大男の自分でも4人は寝れそうな広くて複雑な彫刻が施されている四柱式のベッド。
部屋自体も、こんなに大きなベッドが余裕で置けるほど広い。
壁一面にある窓は、ひとつひとつが大きい。窓の外はすでに真っ暗だ。星も見えない。
「それにしてもこの部屋は……どこかで見たことがあるような、無いような」
しばらくボーッと悩んで、思いついた。
「あぁ、アレクサンドル様の私室にそっくりだ!」
「俺の部屋だからな」
「ひっ!」
ビタン、とベッドのヘッドレストに身体を貼り付かせる。
声がした方をよくよく見れば、真っ暗だと思ったその場所には真っ黒いローブを身に纏ったアレクサンドル様が座っていた。

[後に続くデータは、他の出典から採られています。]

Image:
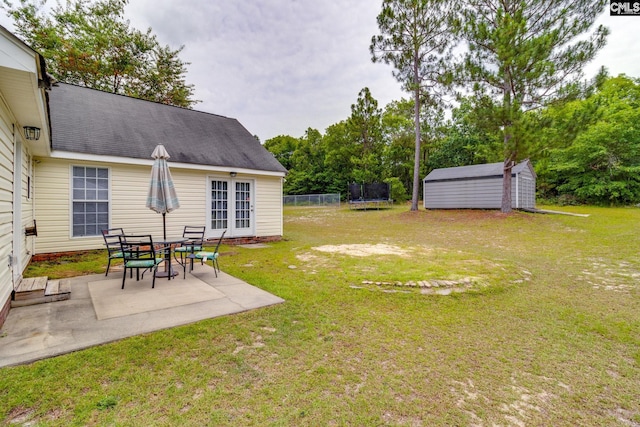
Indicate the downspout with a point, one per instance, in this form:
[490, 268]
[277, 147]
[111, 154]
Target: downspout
[517, 191]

どうやら背中を向けていたので、闇と同化していて気が付かなかったようだ。
「うーむ。人の気配に気がつけなくなるとは……むっ?」
そうだった。声が、おかしいことに気が付いて、ようやく今の自分が、神の御業を手に入れるため、乙女の身体に生まれ変わらされているのだいうことを思い出した。
大きく息をはいて、肩に入っていた力を抜く。
別に、後悔など何もしていない。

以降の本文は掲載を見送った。